BURLINGTON, N.C. — Former rental company and dealership owner Tom Coble has returned to rentals in a big way with the expansion of Coble Trench Safety, an underground safety rental company. Headquartered in Burlington, N.C., Coble Trench Safety already has branches in Raleigh, Charlotte and Greensboro, servicing municipalities, general contractors and state contract holders with equipment rentals, sales, service and training. Coble plans to expand his company throughout the Southeast.

“We serve the industry by saving our clients time, money and lives through offering knowledge in addition to renting, selling and servicing trench safety equipment,” Coble said. “We're in the business of preventing accidents. Our OSHA-compliant training classes help our customers through teaching them about working safely underground.”

Coble, who sold his Greensboro, N.C.-based Coble Cranes & Equipment/Coble Rents to United Rentals in the summer of 1999, began noticing headlines nationwide dealing with trench excavation cave-in accidents.

“I couldn't believe the number of job-site fatalities due to trench cave-ins,” Coble said. “It became obvious to me that while there were plenty of suppliers and dealers, the industry really lacked genuine trench safety specialists who were ‘in the trenches,’ helping their customers understand what it means to work underground safely.”

Coble Trench Safety is offering monthly training sessions in English and Spanish, designed to help keep job foremen and trench entrants up to speed on regulations and technologies relating to trench safety.
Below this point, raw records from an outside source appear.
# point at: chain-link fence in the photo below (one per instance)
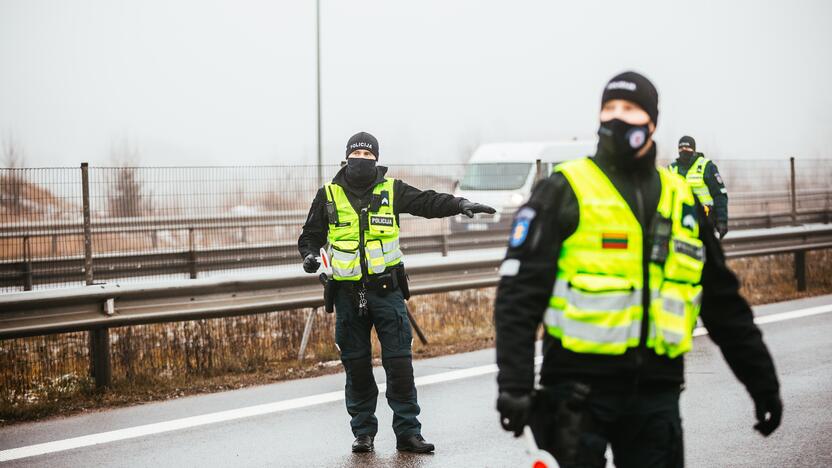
(187, 222)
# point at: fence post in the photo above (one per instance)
(800, 269)
(307, 330)
(27, 264)
(793, 192)
(85, 193)
(99, 338)
(191, 254)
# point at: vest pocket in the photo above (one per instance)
(375, 256)
(685, 260)
(344, 257)
(674, 315)
(595, 314)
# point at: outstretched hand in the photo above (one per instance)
(468, 208)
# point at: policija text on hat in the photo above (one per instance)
(357, 216)
(617, 259)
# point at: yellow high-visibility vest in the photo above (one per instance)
(696, 179)
(596, 306)
(381, 234)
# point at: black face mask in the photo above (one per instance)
(622, 141)
(361, 172)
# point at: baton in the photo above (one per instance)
(415, 325)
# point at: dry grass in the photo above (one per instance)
(44, 376)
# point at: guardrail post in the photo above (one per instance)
(99, 339)
(100, 356)
(307, 330)
(800, 269)
(191, 254)
(793, 191)
(27, 264)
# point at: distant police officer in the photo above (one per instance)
(357, 215)
(703, 177)
(615, 257)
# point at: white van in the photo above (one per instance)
(502, 174)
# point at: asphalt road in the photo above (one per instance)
(457, 415)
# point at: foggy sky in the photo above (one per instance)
(193, 82)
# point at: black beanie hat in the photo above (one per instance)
(365, 141)
(634, 87)
(687, 142)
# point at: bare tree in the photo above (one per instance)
(12, 180)
(125, 198)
Coble points out that underground safety precautions are required by OSHA for job sites that deal with laying pipe, pulling cable, sewer work and any form of underground activity. Worksites that lack proper precautions are subject to significant fines and a trench-related fatality can delay a job for up to six months and cost more than $1 million.

The company, which has more than 20 employees, rents aluminum trench shields, bedding boxes, double-wall shields, excavation braces, hydraulic accessories, manguards, manhole shields, mega shores, modular aluminum panel shields, shoring shields, slide rail systems, trench rescue systems, vertical shores, waler systems and more.